В день первого снега город-остров сделал новый шаг вперёд и вверх, становясь городом мастеров во имя идеи, в которую беззаветно верил его Хранитель: сотворенное ради чего-то не может уйти в никуда3. Сотворённое однажды с любовью, вдохновением и максимальной отдачей, обретает собственную жизнь от искры жизни творца. И нет ничего хуже, чем дать этой искре погаснуть в забвении и ненужности.

– Дело не только в том, чтобы мы могли быть на подхвате друг у друга, – говорил Эрик, и от его слов казалось, что остров подобен кораблю, дрейфующему в открытом море с пёстрой командой на борту. – Сейчас время триумфа конвейеров. Пусть. Мы здесь тоже пользуемся технологическими достижениями, и я их всячески приветствую до тех пор, пока они не разрушают облик зданий и не ранят тем самым их душу. Но рано или поздно, думается мне, люди устанут от типовой мебели и безлицых многоэтажек, куда ежедневно возвращаются после работы, чтобы забыться тяжёлым сном. Захотят создать что-то созвучное себе. Быть может, даже собственными руками. И пусть они найдут здесь такую возможность… ибо что ещё мы можем предложить миру за право быть теми, кем хотим?

Вероятно, идея Эрика Альтмана была наивной и утопической. Скорее всего – таковой она и была, если смотреть на неё со стороны того мира, от которого город-остров пока ещё оставался скрыт ширмой оптических иллюзий. Но для обитателей Инзельштадта эта идея стала воздухом, смыслом, спасением.

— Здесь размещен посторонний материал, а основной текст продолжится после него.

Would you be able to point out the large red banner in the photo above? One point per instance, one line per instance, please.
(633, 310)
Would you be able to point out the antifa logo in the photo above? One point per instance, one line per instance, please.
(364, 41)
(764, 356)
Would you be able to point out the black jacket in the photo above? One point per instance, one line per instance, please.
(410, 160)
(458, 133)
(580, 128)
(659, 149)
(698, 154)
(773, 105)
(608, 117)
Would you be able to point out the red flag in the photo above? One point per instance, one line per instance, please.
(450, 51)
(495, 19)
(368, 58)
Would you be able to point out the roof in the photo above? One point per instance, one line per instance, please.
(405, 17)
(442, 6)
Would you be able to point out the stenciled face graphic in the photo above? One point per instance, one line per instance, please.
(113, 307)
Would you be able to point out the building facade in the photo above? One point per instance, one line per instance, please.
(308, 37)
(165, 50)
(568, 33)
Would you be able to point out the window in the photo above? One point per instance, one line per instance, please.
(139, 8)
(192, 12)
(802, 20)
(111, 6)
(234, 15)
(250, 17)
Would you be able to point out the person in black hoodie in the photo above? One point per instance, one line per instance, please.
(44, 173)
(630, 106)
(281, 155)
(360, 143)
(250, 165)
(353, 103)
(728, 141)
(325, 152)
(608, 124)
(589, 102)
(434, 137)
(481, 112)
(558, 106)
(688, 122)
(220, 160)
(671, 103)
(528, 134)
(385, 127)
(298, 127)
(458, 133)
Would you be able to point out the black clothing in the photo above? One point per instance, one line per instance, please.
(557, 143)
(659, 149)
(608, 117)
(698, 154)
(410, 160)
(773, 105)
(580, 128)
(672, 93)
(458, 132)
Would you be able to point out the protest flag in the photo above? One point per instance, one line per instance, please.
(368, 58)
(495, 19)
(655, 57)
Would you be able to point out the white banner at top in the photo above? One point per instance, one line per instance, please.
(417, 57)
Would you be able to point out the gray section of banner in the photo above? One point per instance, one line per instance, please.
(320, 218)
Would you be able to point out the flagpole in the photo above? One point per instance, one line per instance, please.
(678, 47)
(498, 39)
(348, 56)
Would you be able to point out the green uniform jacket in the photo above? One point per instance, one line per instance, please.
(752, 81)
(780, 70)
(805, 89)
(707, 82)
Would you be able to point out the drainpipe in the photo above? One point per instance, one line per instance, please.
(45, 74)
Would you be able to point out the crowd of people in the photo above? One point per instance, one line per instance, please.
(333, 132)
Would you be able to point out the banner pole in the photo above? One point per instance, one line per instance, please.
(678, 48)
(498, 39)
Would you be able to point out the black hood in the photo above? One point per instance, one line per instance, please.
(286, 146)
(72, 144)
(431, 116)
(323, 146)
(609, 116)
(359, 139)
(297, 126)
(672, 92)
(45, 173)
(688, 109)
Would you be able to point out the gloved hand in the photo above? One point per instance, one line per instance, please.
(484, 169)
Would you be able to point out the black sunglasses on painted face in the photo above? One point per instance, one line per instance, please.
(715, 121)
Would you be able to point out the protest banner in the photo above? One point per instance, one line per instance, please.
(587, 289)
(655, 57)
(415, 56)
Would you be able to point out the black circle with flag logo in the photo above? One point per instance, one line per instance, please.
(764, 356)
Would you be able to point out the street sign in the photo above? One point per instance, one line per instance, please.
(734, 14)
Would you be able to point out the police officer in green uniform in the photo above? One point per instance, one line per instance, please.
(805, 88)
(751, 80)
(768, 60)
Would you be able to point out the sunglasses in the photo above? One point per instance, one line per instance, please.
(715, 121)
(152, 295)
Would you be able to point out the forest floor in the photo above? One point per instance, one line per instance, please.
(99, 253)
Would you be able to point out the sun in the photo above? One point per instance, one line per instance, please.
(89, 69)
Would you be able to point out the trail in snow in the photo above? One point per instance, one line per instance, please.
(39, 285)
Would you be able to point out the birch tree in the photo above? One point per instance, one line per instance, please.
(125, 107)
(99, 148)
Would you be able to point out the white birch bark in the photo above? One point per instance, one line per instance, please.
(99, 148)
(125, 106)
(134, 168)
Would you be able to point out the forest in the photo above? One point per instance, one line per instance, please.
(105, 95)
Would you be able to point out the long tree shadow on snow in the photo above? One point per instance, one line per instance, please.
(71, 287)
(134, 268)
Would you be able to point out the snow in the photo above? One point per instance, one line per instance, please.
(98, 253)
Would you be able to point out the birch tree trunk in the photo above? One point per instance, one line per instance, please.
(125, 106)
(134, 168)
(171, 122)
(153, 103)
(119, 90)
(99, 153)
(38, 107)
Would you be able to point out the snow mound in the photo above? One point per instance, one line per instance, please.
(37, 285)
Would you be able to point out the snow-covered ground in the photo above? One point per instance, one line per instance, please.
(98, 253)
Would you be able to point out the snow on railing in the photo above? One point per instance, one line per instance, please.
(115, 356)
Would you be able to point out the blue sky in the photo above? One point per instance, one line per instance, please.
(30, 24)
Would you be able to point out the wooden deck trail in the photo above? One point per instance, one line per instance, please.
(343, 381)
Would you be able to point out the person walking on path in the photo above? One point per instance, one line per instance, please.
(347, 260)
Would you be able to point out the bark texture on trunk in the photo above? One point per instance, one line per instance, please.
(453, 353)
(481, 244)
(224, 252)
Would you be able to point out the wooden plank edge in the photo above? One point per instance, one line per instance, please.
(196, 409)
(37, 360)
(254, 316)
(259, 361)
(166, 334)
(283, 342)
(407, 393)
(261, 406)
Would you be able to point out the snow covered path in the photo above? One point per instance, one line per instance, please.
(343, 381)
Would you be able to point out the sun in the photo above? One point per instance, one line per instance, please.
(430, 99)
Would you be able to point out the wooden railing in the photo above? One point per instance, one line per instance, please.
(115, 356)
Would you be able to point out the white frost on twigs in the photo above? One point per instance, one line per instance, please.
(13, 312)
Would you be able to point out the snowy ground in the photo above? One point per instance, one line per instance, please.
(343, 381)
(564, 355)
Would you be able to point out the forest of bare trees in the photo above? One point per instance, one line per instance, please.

Никто и никому не говорил здесь: «Зачем тебе это знать?» и «Ты этого не сможешь». Говорили: «Хочешь, помогу?» и «Хочешь, научу всему, что умею?» Жители города-острова были очень и очень разными – так у двух соседних домов нельзя было найти одинаковых фасадов, но общим знаменателем для них стала не одна лишь задача выживания, которая – так или иначе – стояла перед каждым и раньше. Странный, не поддающийся изучению дар слышать голоса зданий и отвечать им – вот что позволяло чувствовать себя среди своих.

– Это не магия, всего лишь частотная синхронизация электрических волн мозга и… назовём это «центром сознания», – так кирха Путеводной звезды обозначила тяжёлые многогранники из неизвестного металла, заложенные в недра каждого здания – туда, куда без авторизации было не войти, разве что разнеся в клочья входной механизм. От многогранников, ныряя в глубину несущих стен каждого здания, невидимо расходились нервные волокна проводов, а взгляду оператора был доступен лишь прямоугольник экрана – идеально плоского, яркого до рези в глазах и чувствительного к касаниям пальцев. Широкий функционал многогранников проявлялся ежедневно, но внутреннее устройство обречено было остаться для мастеров непознанным, потому что ещё не существовало в этом мире инструментов, способных вскрыть монолитную оболочку вычислительного центра.

– Мы не очень любим без спроса лезть в чужие мысли, – признался дом смотрителя реки, словно извиняясь за мольбы о помощи, до которых вынуждены были дойти его собратья ещё там, на материке, – но здесь вам достаточно позвать нас, чтобы мы откликнулись. Тем более что ваши ключи авторизации служат усилителем сигнала.

Ключи, надо сказать, больше походили на украшения, чем на привычные средства отпирания замков: тонкие, изящные подвески с витражной росписью на лицевой стороне и сложной микросхемой на обороте. Именно с их помощью жителям острова рано или поздно удавалось установить диалог и с другими зданиями.

– Можем ли мы… однажды потерять с вами связь?

Этот вопрос был задан вслух юным настройщиком роялей, но мысленно его себе задали, вероятно, многие. Кирха немного помолчала, прикидывая вероятности.